O autor estabelece como pressupostos e garantia de conhecer o mundo da dança, ter feito algumas aulas, ter acompanhado ao piano outras e ter escrito uns (poucos) artigos no defunto jornal “O Independente”.
Ao ler “Estética da Dança Clássica”, percebe-se que o escritor é um teórico muito bem informado mas que, provavelmente achará que tudo o que não meta sapatilhas de pontas, gibões e tutus, equilíbrios e rotações em cima do dedo grande do pé ou voltas duplas no ar, saindo de ou terminando com os pés em “quinta posição”… uma enormíssima inutilidade.
Partindo de conceitos estreitos e, mesmo, algo românticos verifica-se que, nesta obra, Frederico Lourenço, ainda que indirectamente e no sentido lato, toma a seu cargo a “defesa” da dança clássica. Inclusivamente da portuguesa, a qual tão maus resultados tem apresentado nos últimos anos.
Correndo o livro verifica-se que no primeiro capítulo, intitulado, “a arte da dança clássica” o autor tece, ao longo de 34 páginas, considerações várias sobre aquilo que é a sua visão da dança académico-clássica, autores e coreografias. Seguidamente disserta sobre os bailados “Giselle”, “O Lago dos Cisnes” (em que faz algumas afirmações de carácter histórico que recentes descobertas vieram, mesmo, a contradizer), “A Bela Adormecida”, “As Sílfides”. “Na Noite”, “A Árvore de Judas” e “As Aventuras de Alice no País das Maravilhas”, para além de “Apollo” e outras danças de George Balanchine e de várias “cenas” de bailados de Sir Frederick Ashton.

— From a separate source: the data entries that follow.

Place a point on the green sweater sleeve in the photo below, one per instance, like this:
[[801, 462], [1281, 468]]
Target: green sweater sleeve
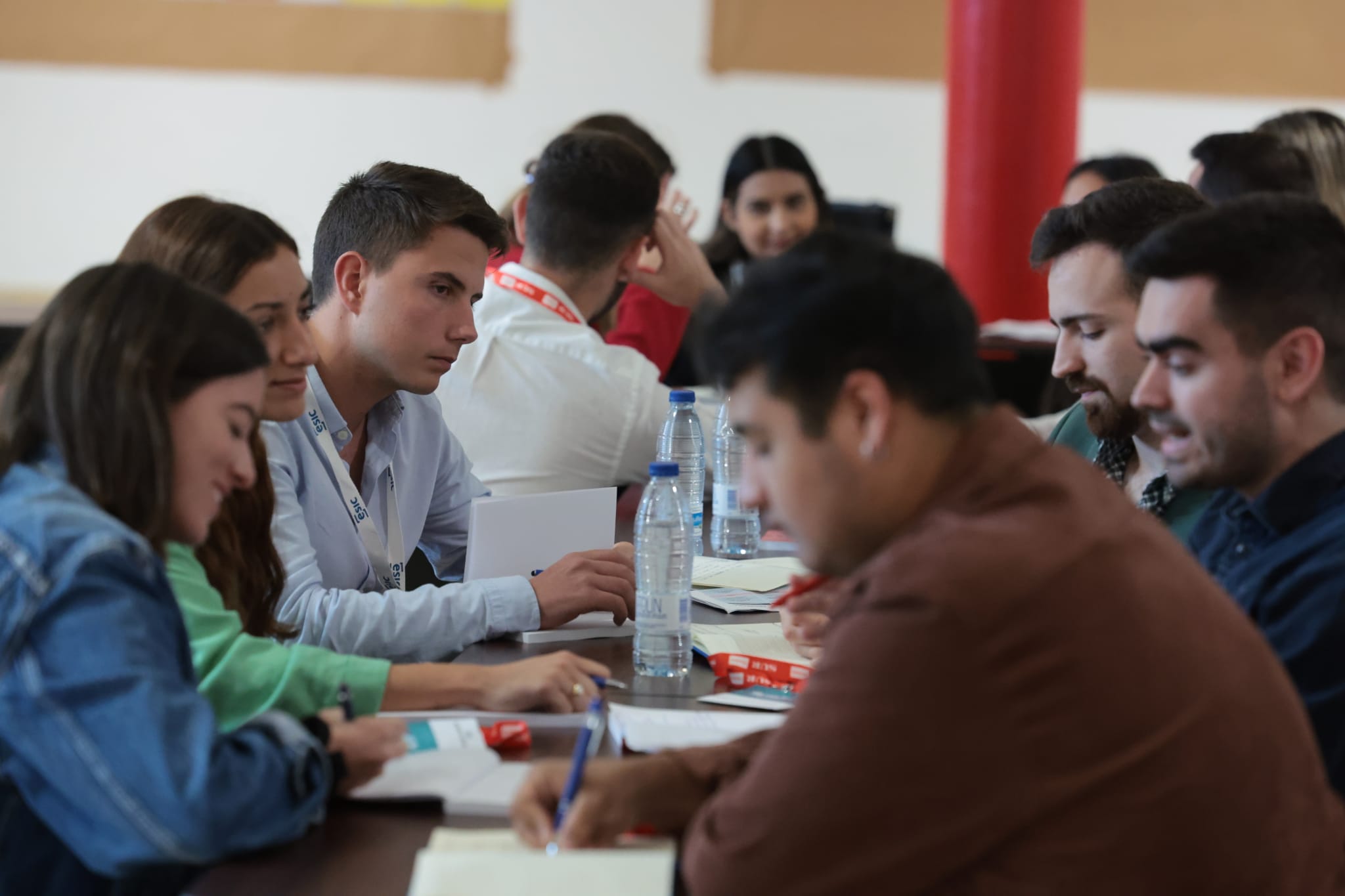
[[242, 675]]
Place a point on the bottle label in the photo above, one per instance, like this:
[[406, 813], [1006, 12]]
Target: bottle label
[[663, 614], [726, 500]]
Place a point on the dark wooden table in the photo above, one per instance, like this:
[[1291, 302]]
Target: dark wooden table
[[369, 849]]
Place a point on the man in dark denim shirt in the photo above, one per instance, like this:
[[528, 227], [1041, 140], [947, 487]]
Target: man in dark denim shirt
[[1245, 320]]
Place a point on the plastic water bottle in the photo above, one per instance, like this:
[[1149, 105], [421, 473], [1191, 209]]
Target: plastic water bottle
[[735, 532], [684, 444], [663, 576]]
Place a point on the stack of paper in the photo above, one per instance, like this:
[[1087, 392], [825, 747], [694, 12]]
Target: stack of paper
[[653, 730], [581, 628], [763, 574], [736, 599], [471, 863]]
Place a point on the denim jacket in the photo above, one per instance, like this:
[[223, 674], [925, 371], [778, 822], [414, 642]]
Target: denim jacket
[[114, 777]]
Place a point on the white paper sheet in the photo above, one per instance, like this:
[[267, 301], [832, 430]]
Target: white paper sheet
[[654, 730], [762, 574], [736, 599], [516, 535], [581, 628], [471, 863]]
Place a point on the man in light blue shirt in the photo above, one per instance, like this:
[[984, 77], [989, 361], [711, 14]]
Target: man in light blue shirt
[[399, 263]]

Na verdade, a chamada dança clássica (em Portugal) precisa muito mais de ser respeitada e consumida do que “defendida! Pois com a enorme concorrência de tantas outras formas que nos últimos tempos o Mundo trouxe até nós, é a sua intrínseca qualidade (a nível formal e estético) que certamente a protegerá muito mais que todos os livros do mundo. Independentemente do facto de ela poder ser reflectida e discutida e até divulgada em papel, como uma imagem sempre valerá mais que mil palavras, hoje, o vídeo (até mais que o cinema) tem sido o veículo privilegiado da transmissão dos melhores espectáculos de bailado clássico – protagonizados por grandes estrelas do firmamento balético – e também dos de dança contemporânea.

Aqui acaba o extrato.